RN/149

10. Punkt

Bericht des Justizausschusses über den Antrag 408/A der Abgeordneten Mag. Klaus Fürlinger, Mag. Selma Yildirim, Dominik Oberhofer, Kolleginnen und Kollegen betreffend ein Bundesgesetz, mit dem das Bundesvergabegesetz 2018 geändert wird (214 d.B.)

Präsident Peter Haubner: Wir gelangen nun zum 10. Punkt der Tagesordnung.

Auf eine mündliche Berichterstattung wurde verzichtet.

Als Erster zu Wort gemeldet ist Herr Abgeordneter Markus Tschank. – Ich stelle Ihre Redezeit auf 4 Minuten ein, Herr Abgeordneter.

RN/150

17.48

Abgeordneter Dr. Markus Tschank (FPÖ): Danke, Herr Präsident! Sehr geehrte Frau Bundesministerin! Kolleginnen und Kollegen! Mit dem vorliegenden Antrag soll das aktuelle Bundesvergabegesetz an europarechtliche Vorgaben angepasst werden. Die erforderlichen Anpassungen basieren auf einer Richtlinie aus dem Jahr 2021. Die Umsetzung ist aus unserer Sicht eine an sich sinnvolle und notwendige Maßnahme und wir werden deshalb diesem Antrag auch unsere Zustimmung gewähren. 

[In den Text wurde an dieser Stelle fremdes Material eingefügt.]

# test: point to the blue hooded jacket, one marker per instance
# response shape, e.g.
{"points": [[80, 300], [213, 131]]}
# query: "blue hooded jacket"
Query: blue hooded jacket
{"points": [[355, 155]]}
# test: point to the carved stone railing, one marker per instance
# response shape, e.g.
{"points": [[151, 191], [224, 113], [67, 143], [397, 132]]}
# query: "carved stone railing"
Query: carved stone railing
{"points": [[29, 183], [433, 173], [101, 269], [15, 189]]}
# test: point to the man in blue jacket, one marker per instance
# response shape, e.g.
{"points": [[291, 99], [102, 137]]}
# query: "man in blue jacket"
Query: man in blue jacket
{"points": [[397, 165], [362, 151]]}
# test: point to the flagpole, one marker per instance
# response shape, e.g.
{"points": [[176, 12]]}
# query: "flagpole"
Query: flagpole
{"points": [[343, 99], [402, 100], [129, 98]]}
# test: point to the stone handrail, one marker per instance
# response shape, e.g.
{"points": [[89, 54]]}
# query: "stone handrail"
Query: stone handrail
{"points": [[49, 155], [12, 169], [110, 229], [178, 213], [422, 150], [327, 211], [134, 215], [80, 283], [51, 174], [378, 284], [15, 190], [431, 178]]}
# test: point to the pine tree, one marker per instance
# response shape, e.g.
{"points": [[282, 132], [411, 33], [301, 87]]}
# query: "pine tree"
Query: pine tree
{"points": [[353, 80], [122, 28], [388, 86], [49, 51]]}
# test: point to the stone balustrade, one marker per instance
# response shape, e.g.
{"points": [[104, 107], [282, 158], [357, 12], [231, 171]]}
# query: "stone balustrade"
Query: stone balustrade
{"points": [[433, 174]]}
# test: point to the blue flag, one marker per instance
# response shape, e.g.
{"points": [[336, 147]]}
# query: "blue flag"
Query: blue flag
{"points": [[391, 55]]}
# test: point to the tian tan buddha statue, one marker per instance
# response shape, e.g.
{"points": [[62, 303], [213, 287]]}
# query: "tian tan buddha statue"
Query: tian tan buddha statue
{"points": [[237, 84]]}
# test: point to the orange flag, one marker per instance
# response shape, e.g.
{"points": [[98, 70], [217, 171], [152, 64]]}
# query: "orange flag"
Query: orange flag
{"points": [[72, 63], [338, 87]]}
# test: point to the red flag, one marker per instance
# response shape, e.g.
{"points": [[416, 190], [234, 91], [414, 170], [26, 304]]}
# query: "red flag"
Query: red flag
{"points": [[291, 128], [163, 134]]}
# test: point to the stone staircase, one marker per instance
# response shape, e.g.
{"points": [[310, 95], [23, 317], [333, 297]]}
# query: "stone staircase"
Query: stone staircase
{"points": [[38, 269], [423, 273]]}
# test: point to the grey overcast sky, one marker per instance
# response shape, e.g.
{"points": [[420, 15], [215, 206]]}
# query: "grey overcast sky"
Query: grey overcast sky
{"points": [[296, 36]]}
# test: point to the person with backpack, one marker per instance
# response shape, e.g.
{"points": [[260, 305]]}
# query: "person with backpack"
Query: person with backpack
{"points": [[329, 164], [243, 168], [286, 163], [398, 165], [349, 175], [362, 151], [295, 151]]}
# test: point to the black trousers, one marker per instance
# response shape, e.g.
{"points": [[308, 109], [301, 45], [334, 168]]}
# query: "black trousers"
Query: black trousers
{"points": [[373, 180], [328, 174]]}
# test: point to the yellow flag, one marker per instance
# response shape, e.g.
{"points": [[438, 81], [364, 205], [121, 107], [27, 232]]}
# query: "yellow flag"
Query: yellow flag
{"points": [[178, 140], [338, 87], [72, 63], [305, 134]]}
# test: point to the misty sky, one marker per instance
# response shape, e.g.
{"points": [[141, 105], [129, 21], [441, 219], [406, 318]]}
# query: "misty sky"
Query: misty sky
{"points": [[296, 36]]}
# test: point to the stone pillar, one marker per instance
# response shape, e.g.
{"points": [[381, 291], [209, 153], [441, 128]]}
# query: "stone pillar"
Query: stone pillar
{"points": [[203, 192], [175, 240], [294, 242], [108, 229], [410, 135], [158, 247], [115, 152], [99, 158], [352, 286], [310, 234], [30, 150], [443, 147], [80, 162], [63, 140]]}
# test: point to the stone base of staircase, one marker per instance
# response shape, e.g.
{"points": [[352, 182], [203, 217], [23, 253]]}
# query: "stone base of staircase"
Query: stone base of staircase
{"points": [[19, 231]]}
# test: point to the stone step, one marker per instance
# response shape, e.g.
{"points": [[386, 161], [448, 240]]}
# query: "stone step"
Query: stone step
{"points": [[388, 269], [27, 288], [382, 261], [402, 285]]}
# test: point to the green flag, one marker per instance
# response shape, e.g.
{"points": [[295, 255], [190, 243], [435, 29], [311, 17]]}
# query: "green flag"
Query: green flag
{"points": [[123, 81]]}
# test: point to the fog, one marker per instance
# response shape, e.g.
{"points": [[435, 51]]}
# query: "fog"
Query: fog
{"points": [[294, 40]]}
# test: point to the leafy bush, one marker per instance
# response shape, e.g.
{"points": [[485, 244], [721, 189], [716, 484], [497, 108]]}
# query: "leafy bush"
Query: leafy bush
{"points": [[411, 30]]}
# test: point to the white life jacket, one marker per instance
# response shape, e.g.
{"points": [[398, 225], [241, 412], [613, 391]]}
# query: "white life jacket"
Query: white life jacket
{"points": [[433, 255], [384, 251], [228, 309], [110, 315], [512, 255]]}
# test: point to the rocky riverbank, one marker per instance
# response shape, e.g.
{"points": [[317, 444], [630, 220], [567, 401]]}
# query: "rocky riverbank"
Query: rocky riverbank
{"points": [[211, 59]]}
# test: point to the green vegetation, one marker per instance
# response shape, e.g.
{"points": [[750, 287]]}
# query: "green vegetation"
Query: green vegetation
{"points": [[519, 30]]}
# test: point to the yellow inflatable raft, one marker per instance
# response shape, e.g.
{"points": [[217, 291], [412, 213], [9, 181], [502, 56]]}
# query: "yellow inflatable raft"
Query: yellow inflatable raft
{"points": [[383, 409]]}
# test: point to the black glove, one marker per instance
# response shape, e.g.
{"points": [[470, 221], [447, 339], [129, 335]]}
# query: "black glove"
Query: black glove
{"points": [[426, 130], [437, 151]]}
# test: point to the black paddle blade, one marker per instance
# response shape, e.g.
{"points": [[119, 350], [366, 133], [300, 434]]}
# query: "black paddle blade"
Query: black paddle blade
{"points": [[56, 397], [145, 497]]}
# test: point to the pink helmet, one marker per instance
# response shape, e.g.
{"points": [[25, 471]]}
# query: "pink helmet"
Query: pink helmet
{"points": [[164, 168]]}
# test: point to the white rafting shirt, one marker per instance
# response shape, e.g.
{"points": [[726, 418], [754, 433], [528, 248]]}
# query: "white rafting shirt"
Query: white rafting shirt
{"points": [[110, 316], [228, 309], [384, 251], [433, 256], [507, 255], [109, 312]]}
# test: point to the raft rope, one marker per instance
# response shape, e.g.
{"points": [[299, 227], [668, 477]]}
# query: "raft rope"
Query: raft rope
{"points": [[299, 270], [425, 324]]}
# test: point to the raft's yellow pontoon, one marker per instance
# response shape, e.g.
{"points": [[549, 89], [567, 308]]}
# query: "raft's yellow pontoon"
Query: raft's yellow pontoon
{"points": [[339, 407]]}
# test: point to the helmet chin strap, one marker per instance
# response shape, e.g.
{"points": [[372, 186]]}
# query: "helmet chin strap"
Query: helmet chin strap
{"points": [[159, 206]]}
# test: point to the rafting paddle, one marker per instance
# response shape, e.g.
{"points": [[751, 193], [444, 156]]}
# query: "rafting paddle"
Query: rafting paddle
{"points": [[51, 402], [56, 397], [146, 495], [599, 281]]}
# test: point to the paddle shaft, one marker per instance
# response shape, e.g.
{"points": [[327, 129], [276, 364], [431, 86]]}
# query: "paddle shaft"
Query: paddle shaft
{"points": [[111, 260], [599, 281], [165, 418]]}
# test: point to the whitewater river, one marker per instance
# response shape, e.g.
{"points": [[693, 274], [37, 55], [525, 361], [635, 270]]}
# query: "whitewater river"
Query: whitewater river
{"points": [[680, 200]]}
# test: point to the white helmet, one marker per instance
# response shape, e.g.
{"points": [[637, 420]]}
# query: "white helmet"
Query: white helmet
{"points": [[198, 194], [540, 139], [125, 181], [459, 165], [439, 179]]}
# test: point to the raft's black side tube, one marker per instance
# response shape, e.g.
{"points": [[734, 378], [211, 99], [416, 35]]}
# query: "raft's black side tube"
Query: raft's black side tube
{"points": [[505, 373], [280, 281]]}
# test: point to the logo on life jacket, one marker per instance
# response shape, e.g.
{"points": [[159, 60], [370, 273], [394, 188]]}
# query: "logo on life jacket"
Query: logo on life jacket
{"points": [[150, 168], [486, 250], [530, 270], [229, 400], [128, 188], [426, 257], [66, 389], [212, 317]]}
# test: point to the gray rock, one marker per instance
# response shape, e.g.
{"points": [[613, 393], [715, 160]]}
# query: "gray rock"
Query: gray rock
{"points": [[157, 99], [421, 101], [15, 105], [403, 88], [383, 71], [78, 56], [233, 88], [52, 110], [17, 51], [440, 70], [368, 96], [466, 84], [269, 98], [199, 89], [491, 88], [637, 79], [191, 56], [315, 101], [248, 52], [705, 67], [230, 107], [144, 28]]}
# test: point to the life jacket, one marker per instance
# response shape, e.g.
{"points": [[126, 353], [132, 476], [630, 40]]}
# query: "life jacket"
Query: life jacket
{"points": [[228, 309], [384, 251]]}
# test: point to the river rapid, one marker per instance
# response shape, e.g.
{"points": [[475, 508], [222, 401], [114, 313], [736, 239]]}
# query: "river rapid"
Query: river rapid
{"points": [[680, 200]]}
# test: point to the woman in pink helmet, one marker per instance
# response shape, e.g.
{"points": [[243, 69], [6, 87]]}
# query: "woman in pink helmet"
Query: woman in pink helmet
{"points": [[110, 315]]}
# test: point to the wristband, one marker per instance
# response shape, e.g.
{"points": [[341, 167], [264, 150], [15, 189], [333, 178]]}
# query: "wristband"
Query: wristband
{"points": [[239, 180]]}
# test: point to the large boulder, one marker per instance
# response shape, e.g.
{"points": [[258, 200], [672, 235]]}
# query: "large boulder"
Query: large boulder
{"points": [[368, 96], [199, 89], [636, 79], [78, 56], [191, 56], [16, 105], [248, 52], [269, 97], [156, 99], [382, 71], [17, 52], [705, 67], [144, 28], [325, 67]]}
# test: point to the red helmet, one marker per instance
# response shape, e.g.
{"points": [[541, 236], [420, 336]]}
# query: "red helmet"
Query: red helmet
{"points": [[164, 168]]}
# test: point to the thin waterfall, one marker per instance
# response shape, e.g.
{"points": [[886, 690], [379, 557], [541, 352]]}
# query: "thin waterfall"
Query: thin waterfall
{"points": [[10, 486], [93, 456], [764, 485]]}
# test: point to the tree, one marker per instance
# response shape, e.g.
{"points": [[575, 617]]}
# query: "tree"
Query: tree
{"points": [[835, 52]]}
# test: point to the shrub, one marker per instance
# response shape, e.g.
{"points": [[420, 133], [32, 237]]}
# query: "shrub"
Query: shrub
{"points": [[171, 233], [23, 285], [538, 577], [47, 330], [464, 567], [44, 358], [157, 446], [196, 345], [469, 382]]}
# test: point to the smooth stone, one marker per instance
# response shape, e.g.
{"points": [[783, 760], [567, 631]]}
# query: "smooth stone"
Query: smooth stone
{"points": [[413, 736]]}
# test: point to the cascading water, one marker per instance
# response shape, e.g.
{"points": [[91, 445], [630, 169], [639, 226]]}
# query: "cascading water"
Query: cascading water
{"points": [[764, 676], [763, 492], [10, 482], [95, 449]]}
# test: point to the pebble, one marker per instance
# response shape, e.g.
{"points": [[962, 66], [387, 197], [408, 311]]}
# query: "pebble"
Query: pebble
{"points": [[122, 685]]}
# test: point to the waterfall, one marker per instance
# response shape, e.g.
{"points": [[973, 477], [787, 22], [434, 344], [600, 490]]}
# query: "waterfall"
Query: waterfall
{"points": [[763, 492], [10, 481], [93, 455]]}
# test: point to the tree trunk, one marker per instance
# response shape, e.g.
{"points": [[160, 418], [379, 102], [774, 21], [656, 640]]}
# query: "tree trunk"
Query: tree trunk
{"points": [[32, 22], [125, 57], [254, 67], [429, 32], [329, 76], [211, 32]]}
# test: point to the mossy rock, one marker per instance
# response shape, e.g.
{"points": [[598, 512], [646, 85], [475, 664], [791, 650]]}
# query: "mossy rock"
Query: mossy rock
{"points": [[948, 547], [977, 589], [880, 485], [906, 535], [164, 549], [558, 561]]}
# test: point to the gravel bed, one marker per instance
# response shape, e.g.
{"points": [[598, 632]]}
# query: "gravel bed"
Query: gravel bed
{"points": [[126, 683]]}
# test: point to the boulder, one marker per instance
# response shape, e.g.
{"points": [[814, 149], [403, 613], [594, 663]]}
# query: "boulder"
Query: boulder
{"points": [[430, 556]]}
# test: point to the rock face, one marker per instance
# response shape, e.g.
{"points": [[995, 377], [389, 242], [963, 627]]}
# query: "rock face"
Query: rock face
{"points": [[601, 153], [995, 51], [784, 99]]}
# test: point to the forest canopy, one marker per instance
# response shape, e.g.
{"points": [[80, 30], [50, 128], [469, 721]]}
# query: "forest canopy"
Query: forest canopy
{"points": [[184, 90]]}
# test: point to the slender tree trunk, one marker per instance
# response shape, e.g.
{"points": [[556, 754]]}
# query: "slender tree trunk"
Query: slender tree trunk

Allerdings muss man an dieser Stelle auch fragen, oder wir haben uns das eigentlich gefragt: Bei dem Zeithorizont, der da vorliegt, was hat an der Umsetzung eigentlich so lange gedauert? 

Es kommt einmal seitens der Europäischen Union eine eigentlich vernünftige Initiative zur Harmonisierung des Binnenmarktes und dann lässt die Regierung die Umsetzungsfrist ablaufen und löst damit ein EU-Vertragsverletzungsverfahren aus. Das verstehen wir nicht ganz. Wie kann es sein, dass Sie Jahre für die Umsetzung einer Richtlinie aus dem Jahr 2021 brauchen? 

Ein weiterer Kritikpunkt von unserer Seite wäre, dass man die Valorisierung der Schwellenwerte im Vergabeverfahren nicht auch gleich berücksichtigt hat. Die Regierung hat da offenbar im Schneckentempo gearbeitet, hat diverse Regelungsmaterien gar nicht miterledigt. Das ist aus unserer Sicht doch eine etwas schwache Leistung. (Beifall bei der FPÖ.)

Alma Zadić war Justizministerin. Seit heuer ist es Anna Sporrer. Ich frage mich: Wo im Justizbereich waren diese Themen eigentlich vergraben? Jahrelange Untätigkeit in einem Bereich, der massiv zum Wirtschaftswachstum beitragen könnte – das, sehr geehrte Damen und Herren, ist in Anbetracht der Wirtschaftslage in Österreich durchaus nicht besonders schlau. Wenn es darum geht, alles zu regulieren, seid ihr also kaum zu bremsen. Das ist mein Eindruck. Wenn es um sinnvolle Gesetzesvorhaben für den Binnenmarkt geht, ist die Regierung ein politischer Komapatient. Mit dieser Arbeitseinstellung werdet ihr jedenfalls hier in Österreich den Kahn nicht aus dem Dreck ziehen. Aus unserer Sicht hat die Bevölkerung auch Besseres verdient.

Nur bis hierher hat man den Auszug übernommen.